Rosja: nie mamy tarczy, ale rozwijamy broń ofensywną
Rosja musi rozwijać swoją strategiczną broń ofensywną, żeby stawić
czoło amerykańskiej tarczy antyrakietowej - oświadczył we Władywostoku rosyjski premier
Władimir Putin.
Według szefa rosyjskiego rządu, w przeciwieństwie do USA Rosja nie buduje systemu obrony antyrakietowej i dlatego w celu utrzymania równowagi strategicznej musi rozwijać swoje systemy ofensywne.
- Niech nasi amerykańscy partnerzy przedstawią nam całą informację o obronie przeciwrakietowej, a my przekażemy im informacje o broni ofensywnej - powiedział Putin.
Rosjanie przeciwni tarczy
We wrześniu administracja prezydenta Baracka Obamy wycofała się z zaplanowanego za rządów George'a W. Busha projektu budowy w Europie systemu obrony przeciwrakietowej: stacjonarnego radaru w Czechach i bazy wyrzutni pocisków antyrakietowych w Polsce. Projektowi temu ostro sprzeciwiała się Rosja, widząc w nim zagrożenie dla równowagi strategicznej.
Swoją decyzję nowa administracja waszyngtońska przedstawiła jako zmianę strategii obronnej.
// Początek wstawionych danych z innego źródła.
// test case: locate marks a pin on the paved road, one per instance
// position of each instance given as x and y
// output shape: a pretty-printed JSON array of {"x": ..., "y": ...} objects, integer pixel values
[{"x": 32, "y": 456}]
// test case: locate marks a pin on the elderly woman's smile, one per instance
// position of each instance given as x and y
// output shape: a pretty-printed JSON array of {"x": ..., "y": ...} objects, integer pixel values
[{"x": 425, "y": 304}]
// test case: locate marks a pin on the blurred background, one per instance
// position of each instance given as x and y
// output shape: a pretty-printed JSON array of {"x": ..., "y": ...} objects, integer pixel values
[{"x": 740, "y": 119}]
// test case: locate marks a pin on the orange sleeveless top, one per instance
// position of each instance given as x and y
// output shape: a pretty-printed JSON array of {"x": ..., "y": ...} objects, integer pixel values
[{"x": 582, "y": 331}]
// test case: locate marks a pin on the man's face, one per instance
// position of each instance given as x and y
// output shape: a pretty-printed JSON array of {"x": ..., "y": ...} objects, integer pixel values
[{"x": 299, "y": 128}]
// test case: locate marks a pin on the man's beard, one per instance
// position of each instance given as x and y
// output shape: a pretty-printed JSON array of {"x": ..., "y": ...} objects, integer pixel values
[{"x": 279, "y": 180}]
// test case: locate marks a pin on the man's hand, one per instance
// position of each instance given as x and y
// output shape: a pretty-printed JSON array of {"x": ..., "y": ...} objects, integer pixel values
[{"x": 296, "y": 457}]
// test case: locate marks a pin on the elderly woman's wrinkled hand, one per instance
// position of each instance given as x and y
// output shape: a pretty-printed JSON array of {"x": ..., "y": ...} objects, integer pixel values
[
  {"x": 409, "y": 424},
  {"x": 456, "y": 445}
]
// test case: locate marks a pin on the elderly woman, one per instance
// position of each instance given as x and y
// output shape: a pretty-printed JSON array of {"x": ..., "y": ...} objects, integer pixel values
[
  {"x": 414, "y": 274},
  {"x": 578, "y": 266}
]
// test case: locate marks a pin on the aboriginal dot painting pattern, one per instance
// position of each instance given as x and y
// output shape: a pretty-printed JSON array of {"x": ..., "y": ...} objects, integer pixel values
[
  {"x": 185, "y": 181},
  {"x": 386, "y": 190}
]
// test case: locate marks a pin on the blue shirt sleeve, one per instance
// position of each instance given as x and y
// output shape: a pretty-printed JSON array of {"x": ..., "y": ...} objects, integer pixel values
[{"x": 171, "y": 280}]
Jak podkreślono, nie oznacza to rezygnacji z obrony USA i Europy przed irańskim zagrożeniem rakietowym, a jedynie przesuniecie akcentu z systemów obrony przed rakietami dalekiego zasięgu, przed jakimi miała bronić tarcza stacjonarna, na obronę przed rakietami krótkiego i średniego zasięgu.
W ramach "nowej tarczy" rząd USA zaoferował Polsce lokalizację na jej terytorium lądowej wersji antyrakiet SM-3, będących kluczowym elementem nowego systemu obrony przeciw rakietom krótkiego i średniego zasięgu.